Having played lacrosse for almost twelve years, I’ve acquired skills not only having to do with the sport, but skills that will stick with me throughout my entire life. Practicing for five hours a day, then having to go home and not only do homework, but make time for friends, family, and other activities as well, has taught me the valuable lesson of time management. Playing a game in an outdoor field in the middle of December with snow surrounding me from every corner while wearing only a racerback and a skirt has taught me not to complain when things get hard. Losing a game has taught me that you can’t always be number one, but that that’s okay, and shaking hands with our rivals after we won has taught me to stay humble and not make others feel bad when you’ve been successful.
According to this article, Lindsay Danilack, the fourth woman ever to be honored as First Captain at West Point, believes that there is a crucial relationship between an athletic background and being a soldier. But why?
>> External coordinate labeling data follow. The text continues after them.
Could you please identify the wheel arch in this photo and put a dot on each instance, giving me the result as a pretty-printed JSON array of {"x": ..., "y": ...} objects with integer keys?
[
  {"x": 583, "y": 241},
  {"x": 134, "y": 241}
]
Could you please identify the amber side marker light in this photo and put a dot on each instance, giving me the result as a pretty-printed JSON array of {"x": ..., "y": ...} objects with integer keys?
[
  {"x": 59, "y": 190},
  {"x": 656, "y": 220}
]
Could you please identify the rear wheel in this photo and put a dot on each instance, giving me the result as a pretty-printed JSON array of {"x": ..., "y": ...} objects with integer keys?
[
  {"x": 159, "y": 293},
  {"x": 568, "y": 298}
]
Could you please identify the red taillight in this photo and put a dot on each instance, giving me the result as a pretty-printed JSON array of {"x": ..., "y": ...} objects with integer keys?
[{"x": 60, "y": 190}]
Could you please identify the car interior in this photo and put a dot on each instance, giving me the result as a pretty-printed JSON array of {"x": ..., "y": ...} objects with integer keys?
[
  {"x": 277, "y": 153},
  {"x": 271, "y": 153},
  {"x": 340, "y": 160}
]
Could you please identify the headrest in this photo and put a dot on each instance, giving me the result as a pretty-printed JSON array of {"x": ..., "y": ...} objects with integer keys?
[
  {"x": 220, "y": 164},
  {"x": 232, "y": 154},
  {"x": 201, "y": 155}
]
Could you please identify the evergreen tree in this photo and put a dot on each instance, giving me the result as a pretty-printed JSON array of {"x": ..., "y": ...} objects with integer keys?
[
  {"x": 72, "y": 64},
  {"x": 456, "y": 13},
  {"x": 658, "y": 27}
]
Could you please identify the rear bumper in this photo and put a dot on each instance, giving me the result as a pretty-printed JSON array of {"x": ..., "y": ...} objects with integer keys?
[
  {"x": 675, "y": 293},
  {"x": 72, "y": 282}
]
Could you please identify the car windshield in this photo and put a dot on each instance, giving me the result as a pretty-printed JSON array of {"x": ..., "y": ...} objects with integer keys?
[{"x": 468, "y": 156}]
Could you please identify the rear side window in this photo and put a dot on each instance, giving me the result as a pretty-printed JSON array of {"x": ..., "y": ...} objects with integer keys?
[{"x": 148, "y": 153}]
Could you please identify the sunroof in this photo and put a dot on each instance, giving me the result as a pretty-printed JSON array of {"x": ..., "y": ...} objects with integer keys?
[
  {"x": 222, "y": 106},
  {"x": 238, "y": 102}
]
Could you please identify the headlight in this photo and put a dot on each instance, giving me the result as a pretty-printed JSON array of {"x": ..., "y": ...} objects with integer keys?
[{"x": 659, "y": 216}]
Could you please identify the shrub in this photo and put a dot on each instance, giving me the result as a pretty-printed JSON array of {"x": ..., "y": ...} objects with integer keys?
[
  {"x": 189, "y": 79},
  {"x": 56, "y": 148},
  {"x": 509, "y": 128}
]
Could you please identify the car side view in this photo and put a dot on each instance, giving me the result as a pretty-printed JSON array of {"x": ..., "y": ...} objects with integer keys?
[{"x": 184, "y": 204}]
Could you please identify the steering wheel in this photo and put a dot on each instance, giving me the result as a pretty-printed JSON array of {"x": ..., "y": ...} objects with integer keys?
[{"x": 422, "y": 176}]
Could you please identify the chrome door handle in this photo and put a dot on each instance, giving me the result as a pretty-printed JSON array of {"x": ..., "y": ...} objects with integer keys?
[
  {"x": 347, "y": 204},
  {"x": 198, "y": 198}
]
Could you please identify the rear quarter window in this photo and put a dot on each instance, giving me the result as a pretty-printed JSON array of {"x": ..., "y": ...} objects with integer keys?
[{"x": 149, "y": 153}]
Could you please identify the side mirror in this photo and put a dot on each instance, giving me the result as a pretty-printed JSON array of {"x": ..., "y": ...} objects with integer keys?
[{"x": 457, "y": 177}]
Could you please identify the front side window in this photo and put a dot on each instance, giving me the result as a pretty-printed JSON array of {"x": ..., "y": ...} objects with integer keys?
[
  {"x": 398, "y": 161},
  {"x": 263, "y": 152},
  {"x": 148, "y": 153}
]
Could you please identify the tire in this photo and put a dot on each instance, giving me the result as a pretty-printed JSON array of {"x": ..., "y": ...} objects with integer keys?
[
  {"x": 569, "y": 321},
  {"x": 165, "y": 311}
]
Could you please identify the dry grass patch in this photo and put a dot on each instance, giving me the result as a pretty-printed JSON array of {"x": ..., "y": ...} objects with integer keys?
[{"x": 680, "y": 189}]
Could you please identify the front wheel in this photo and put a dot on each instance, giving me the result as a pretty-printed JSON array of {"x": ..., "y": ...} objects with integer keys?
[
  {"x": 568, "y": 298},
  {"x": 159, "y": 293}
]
The first reason is because athletes are mentally tough and are the most capable in successfully going through Army training. According to a study at The University of Queensland in St. Lucia, Australia, this proved to be true. 214 boys between the ages of 16 and 18 were separated into two groups, athletes and non-athletes, and were given a series of difficult, physically and mentally demanding tasks to complete. The study found that “both were observed for achievement goals and sport motivation, with the high mental toughness group favoring both mastery- and performance-approach goals and self-determined as well as extrinsic motivational tendencies” (NCBI.gov). The athletes were able to make it through the difficult tasks and even used techniques acquired while playing their sport to push themselves to keep going. When a General is yelling at a soldier, he expects them to take it, not run away in fear or disobey in anger. Athletes are conditioned to “take the heat” from their coaches, making them the perfect recruits and future cadets.
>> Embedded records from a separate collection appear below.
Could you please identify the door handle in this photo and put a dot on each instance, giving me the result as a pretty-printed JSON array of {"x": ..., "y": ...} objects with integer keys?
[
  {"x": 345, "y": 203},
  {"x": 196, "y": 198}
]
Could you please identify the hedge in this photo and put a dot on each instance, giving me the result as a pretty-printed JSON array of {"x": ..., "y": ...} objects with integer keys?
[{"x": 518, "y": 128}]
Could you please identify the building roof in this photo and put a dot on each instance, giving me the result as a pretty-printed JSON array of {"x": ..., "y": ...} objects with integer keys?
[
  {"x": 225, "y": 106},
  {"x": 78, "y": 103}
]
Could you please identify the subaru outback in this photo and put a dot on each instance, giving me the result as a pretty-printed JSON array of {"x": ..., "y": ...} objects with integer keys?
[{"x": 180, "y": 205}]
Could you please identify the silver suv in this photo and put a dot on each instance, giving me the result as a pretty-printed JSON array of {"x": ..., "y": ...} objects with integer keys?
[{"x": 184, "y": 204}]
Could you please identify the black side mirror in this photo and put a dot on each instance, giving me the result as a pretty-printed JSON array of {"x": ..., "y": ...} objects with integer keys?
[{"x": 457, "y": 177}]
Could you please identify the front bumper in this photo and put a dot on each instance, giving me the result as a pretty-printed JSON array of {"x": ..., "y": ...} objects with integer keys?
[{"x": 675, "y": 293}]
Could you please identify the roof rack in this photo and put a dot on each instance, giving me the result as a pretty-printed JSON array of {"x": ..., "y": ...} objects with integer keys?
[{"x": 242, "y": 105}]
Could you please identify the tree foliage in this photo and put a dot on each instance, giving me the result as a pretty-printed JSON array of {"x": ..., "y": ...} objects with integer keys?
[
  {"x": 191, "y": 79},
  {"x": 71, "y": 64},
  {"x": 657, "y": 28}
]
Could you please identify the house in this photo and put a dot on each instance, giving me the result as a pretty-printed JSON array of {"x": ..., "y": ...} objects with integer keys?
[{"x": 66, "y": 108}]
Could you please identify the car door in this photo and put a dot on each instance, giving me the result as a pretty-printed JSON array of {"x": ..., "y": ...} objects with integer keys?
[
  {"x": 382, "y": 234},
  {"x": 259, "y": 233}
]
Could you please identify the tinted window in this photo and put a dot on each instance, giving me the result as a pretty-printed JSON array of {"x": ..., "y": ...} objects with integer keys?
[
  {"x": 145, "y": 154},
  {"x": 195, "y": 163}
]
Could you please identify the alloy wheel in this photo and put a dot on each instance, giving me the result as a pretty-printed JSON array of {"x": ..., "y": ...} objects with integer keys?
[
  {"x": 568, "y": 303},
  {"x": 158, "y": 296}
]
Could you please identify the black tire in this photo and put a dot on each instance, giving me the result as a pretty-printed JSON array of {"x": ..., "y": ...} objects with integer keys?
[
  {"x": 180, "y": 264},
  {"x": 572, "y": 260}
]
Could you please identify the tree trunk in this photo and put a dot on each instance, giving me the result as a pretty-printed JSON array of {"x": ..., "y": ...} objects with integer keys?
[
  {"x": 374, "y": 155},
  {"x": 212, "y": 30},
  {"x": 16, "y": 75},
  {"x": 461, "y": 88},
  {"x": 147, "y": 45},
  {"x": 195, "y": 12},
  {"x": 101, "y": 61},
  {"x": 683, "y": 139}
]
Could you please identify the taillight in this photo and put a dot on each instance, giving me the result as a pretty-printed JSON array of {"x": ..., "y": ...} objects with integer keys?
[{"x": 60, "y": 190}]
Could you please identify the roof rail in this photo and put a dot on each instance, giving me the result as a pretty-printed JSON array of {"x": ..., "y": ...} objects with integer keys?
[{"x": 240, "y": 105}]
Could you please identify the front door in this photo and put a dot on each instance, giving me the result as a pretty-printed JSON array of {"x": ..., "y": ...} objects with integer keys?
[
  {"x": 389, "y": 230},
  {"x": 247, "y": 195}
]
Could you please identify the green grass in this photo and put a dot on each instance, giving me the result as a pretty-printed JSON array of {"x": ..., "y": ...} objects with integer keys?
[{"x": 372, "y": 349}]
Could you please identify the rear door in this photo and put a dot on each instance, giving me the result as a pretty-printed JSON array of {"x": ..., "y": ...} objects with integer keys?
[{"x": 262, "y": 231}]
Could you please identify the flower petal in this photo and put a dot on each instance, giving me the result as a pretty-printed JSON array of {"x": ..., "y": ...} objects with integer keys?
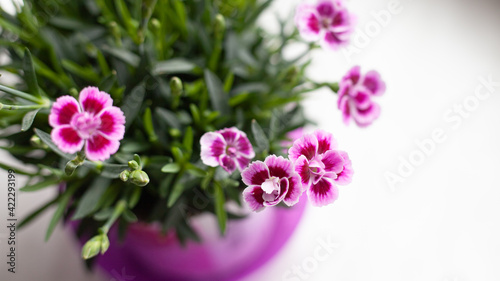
[
  {"x": 307, "y": 22},
  {"x": 279, "y": 166},
  {"x": 326, "y": 8},
  {"x": 255, "y": 174},
  {"x": 63, "y": 110},
  {"x": 365, "y": 117},
  {"x": 99, "y": 148},
  {"x": 323, "y": 193},
  {"x": 112, "y": 123},
  {"x": 244, "y": 147},
  {"x": 302, "y": 168},
  {"x": 374, "y": 83},
  {"x": 345, "y": 177},
  {"x": 326, "y": 141},
  {"x": 284, "y": 185},
  {"x": 242, "y": 162},
  {"x": 230, "y": 134},
  {"x": 66, "y": 139},
  {"x": 353, "y": 75},
  {"x": 294, "y": 190},
  {"x": 252, "y": 195},
  {"x": 213, "y": 146},
  {"x": 227, "y": 163},
  {"x": 306, "y": 145},
  {"x": 333, "y": 161},
  {"x": 93, "y": 100}
]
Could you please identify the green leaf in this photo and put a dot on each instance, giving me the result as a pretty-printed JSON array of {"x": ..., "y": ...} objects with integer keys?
[
  {"x": 259, "y": 136},
  {"x": 40, "y": 185},
  {"x": 168, "y": 117},
  {"x": 90, "y": 199},
  {"x": 171, "y": 168},
  {"x": 174, "y": 66},
  {"x": 129, "y": 216},
  {"x": 36, "y": 213},
  {"x": 62, "y": 206},
  {"x": 123, "y": 55},
  {"x": 175, "y": 194},
  {"x": 218, "y": 97},
  {"x": 29, "y": 74},
  {"x": 188, "y": 139},
  {"x": 148, "y": 125},
  {"x": 132, "y": 103},
  {"x": 220, "y": 200},
  {"x": 28, "y": 119}
]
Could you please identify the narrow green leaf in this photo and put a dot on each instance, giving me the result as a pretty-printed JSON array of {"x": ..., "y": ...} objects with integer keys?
[
  {"x": 218, "y": 97},
  {"x": 29, "y": 74},
  {"x": 62, "y": 206},
  {"x": 132, "y": 103},
  {"x": 171, "y": 168},
  {"x": 90, "y": 199},
  {"x": 259, "y": 136},
  {"x": 40, "y": 185},
  {"x": 188, "y": 139},
  {"x": 28, "y": 119},
  {"x": 175, "y": 194},
  {"x": 174, "y": 66},
  {"x": 220, "y": 200},
  {"x": 36, "y": 213}
]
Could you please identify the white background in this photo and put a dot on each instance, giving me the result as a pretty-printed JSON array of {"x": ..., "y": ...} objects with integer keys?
[{"x": 443, "y": 222}]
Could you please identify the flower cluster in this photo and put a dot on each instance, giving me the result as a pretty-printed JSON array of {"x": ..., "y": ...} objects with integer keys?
[
  {"x": 314, "y": 166},
  {"x": 328, "y": 22},
  {"x": 355, "y": 96},
  {"x": 92, "y": 122}
]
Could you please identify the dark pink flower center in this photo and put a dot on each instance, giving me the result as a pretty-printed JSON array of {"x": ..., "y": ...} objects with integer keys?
[
  {"x": 85, "y": 124},
  {"x": 231, "y": 151}
]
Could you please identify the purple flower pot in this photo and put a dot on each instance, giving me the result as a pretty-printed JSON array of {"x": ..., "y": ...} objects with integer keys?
[{"x": 249, "y": 243}]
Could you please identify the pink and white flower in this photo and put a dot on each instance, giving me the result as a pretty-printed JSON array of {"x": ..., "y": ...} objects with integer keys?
[
  {"x": 355, "y": 96},
  {"x": 328, "y": 21},
  {"x": 320, "y": 166},
  {"x": 228, "y": 148},
  {"x": 271, "y": 182},
  {"x": 92, "y": 122}
]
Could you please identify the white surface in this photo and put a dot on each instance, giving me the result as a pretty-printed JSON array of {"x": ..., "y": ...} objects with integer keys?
[{"x": 442, "y": 223}]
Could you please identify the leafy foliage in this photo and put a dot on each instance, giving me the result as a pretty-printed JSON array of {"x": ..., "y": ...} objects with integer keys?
[{"x": 232, "y": 73}]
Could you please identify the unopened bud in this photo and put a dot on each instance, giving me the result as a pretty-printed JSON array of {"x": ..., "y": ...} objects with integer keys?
[
  {"x": 176, "y": 86},
  {"x": 133, "y": 165},
  {"x": 139, "y": 178},
  {"x": 124, "y": 176}
]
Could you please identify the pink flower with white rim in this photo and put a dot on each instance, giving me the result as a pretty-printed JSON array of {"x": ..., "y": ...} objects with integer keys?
[
  {"x": 92, "y": 122},
  {"x": 271, "y": 182},
  {"x": 320, "y": 166},
  {"x": 355, "y": 96},
  {"x": 327, "y": 21},
  {"x": 228, "y": 148}
]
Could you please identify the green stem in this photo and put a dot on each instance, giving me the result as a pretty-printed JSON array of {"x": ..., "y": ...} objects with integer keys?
[
  {"x": 21, "y": 94},
  {"x": 119, "y": 209},
  {"x": 20, "y": 107}
]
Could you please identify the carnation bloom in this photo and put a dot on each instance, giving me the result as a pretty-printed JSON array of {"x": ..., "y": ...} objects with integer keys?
[
  {"x": 355, "y": 96},
  {"x": 320, "y": 166},
  {"x": 271, "y": 182},
  {"x": 92, "y": 122},
  {"x": 327, "y": 21},
  {"x": 228, "y": 148}
]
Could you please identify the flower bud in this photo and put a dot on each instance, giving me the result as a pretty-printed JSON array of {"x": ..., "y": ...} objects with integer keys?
[
  {"x": 219, "y": 26},
  {"x": 176, "y": 86},
  {"x": 125, "y": 175},
  {"x": 92, "y": 247},
  {"x": 139, "y": 178},
  {"x": 133, "y": 165}
]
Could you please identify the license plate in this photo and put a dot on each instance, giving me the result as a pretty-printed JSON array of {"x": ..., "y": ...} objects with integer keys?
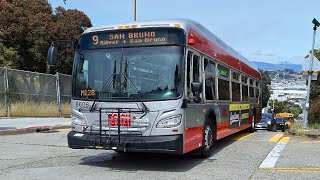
[{"x": 125, "y": 119}]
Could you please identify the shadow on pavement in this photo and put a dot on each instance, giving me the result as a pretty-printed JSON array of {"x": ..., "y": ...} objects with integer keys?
[{"x": 152, "y": 162}]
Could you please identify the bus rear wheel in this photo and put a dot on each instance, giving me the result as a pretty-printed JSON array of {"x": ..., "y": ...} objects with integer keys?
[{"x": 209, "y": 140}]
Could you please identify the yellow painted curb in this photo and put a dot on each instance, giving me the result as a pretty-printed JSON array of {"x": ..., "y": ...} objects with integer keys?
[
  {"x": 240, "y": 136},
  {"x": 285, "y": 139}
]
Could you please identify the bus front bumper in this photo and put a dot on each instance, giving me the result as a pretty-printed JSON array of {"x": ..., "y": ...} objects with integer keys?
[{"x": 172, "y": 144}]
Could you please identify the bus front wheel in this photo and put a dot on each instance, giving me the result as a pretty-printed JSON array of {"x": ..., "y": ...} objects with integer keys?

The second reason is because they have developed the ability to work well in teams. No matter what sport you play, whether it be soccer, lacrosse, basketball, etc, no one person can take on an entire team on their own. Sure, there are the more skilled players with more developed abilities than others, thats why titles like MVP and Best Offensive Player exist, but without the help of their teammates they could never achieve the great things that they have done in their athletic careers. The Army is looking for team players because these are proven to be the most intelligent people. A study was conducted by the Theoretical Ecology Research Group at the Trinity College of Dublin that created digital organisms that electronically evolved “brains” in order to succeed in social games where they could either cooperate or cheat on their opponent (NBC News). The study found that the digital organisms that cooperated and worked together with the others not only developed more complex brains, but also ended up reproducing and creating a new generation of evolved intelligence, while the organisms that “cheated” on their opponents ended up dying out. Although in the Army the soldiers that you are with are certainly not your opponents, this study definitely correlates the idea of team work and success; team work being something that athletes have been conditioned to live by through endless quotes like “There’s no i in team” their entire lives. This is incredibly crucial in the Army because help from others could be the difference between life and death in the battlefield.
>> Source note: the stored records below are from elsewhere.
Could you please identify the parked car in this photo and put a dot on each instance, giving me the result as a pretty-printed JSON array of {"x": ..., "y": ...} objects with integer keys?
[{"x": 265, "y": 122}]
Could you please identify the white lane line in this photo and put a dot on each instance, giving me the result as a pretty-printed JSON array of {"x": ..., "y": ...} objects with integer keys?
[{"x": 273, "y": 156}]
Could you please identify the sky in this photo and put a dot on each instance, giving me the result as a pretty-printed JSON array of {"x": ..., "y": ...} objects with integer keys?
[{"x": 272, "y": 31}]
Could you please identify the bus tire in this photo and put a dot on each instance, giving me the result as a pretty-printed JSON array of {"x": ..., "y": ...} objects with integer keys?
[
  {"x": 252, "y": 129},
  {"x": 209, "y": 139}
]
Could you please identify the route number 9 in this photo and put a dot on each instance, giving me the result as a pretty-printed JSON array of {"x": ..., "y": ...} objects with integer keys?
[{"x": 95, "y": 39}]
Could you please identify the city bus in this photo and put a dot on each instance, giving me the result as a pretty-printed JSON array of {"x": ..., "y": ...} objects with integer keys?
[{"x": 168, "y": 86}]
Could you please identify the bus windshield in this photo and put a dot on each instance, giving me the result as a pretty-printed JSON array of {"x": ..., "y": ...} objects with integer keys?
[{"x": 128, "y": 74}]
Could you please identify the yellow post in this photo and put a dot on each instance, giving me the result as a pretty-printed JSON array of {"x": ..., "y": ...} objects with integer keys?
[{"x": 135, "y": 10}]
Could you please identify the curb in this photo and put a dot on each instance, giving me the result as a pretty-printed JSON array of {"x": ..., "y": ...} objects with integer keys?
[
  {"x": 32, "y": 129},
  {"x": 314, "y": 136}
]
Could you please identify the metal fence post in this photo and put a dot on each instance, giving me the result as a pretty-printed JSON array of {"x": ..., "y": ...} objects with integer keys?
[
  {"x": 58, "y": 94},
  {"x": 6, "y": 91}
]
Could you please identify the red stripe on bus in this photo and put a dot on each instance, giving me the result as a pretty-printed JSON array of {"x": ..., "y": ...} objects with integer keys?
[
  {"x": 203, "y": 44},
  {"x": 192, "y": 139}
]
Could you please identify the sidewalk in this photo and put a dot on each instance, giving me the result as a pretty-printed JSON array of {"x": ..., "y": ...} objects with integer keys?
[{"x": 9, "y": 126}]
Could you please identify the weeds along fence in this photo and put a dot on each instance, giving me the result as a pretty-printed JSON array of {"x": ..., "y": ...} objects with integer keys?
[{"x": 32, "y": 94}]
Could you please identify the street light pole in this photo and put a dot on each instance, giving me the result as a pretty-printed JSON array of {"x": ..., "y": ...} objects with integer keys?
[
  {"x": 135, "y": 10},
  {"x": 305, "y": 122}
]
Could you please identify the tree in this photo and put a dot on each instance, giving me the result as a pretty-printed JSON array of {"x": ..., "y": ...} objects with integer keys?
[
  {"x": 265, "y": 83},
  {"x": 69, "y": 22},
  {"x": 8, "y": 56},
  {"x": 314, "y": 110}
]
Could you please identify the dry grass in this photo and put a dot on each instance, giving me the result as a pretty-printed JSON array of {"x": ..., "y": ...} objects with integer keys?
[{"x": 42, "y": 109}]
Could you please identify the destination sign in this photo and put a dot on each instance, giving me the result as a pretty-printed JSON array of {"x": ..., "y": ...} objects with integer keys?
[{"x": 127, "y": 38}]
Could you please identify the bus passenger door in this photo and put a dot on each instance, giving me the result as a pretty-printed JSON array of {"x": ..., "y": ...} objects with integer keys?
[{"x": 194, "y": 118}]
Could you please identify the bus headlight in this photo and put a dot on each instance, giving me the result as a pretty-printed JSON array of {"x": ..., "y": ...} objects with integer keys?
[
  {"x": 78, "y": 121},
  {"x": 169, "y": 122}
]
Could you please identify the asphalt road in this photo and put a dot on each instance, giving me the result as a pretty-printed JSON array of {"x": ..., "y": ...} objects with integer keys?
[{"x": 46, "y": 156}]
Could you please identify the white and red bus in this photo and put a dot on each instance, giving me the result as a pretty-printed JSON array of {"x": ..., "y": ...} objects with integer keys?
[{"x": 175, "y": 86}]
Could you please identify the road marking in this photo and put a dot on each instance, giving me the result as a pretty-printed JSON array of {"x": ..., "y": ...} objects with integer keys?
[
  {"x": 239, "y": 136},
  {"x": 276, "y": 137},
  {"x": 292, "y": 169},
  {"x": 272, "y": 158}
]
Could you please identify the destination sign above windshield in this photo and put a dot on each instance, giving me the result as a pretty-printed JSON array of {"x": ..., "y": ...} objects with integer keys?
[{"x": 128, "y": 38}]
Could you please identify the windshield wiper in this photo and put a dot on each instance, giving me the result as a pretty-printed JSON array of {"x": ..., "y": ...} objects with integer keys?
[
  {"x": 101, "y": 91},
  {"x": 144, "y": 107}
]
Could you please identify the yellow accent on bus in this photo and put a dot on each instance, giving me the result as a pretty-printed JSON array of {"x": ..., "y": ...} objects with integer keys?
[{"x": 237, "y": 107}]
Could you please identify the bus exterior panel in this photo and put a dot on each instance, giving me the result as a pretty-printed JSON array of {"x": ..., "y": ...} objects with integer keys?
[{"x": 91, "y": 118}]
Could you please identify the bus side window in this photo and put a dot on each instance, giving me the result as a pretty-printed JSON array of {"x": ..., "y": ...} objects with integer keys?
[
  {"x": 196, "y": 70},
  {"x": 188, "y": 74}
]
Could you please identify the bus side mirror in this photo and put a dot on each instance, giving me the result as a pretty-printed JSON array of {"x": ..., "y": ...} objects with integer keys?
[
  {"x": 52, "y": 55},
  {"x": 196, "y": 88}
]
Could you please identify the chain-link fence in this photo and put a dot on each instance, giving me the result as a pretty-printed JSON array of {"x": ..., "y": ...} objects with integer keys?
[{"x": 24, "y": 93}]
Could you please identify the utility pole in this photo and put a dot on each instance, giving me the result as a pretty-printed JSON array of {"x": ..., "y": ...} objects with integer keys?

The third reason is because they are the most likely to follow through with something, and even become a leader. According to goarmy.com, 59.5% of recruits fail out of Ranger School, with 36.5% dropping out in the first four days. Athletes, known to be extremely tenacious and hard working, have the drive to practice a task rigorously, relentlessly, and push through failure and obstacles until they succeed. Although physical strength plays a huge part in this, the mentality of the athlete is what makes them the Generals, the Sergeants, and the leaders. Harvard Business Review recently revealed that athletes are among the greatest percentage of people with developed abilities of synchrony. Synchrony is a neural process where the frequency and scale of brain waves of people become in sync (Harvard Business Review). This plays a huge role in the relationship between leaders and followers, and often times people will listen to the leaders that they feel “in sync” with, making the athletes the most approachable and respected. The Army needs these types of leaders, the athletes, for the operation to run smoothly. In business, happy employees mean a successfully run company. The same thing goes for the Army.
If you were a student athlete in high school, or even continued to be one here at Penn State, congratulations! Your drive to succeed, and your ability to manage time and work well in teams not only benefits your life in positive ways, but it could also pave your way to a possible leadership opportunity in the armed forces (if you ever decide to go down that path).